About YUVA Urban Initiatives and the Childline Team
YUVA Urban Initiatives works with marginalised communities and groups in urban areas of the Mumbai Metropolitan Region to help them access their rights and lead dignified lives. The organisation’s partnership with CHILDLINE India Foundation, the nodal agency of the Union Ministry of Women and Child Development, encompasses the work on managing the CHILDLINE 1098 services in select areas within the Mumbai Metropolitan Region. CHILDLINE 1098 is an emergency helpline for children in distress, which has helped the team rescue and rehabilitate many children from adverse situations.
While the YUVA Urban Initiatives partnership on CHILDLINE since 2008 was focused on select areas within Mumbai, it expanded to the Dadar Central Railway Station since 2018 and to Navi Mumbai since 2020. Over the years, the team has attended to cases related to abuse, neglect, runaway children, trafficked children, and more.
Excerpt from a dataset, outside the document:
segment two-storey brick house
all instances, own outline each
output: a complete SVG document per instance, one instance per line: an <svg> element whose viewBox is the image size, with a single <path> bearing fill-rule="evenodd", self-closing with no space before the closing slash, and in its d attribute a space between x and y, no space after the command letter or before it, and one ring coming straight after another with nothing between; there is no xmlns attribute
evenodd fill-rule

Since the pandemic began in 2020, the Childline team has worked in a hybrid way (both on-ground and online) to best support children’s needs. While this has been challenging, the team has committed to addressing children’s needs in this new normal, by adapting a very ground-led approach to a model that remains responsive to the needs but is also mindful of COVID guidelines. Since the pandemic began, the team has helped vulnerable children in many ways, reuniting children and their parents (if they were stranded in different regions during the lockdown), helping arrange medical support for children in need and in shelter homes, and more. Team members are trained and facilitated to support children in need of care and protection while following COVID-19 safety norms. The helpdesk follows a robust guideline to ensure that the issues of children are well addressed and with sensitivity while safeguarding their information.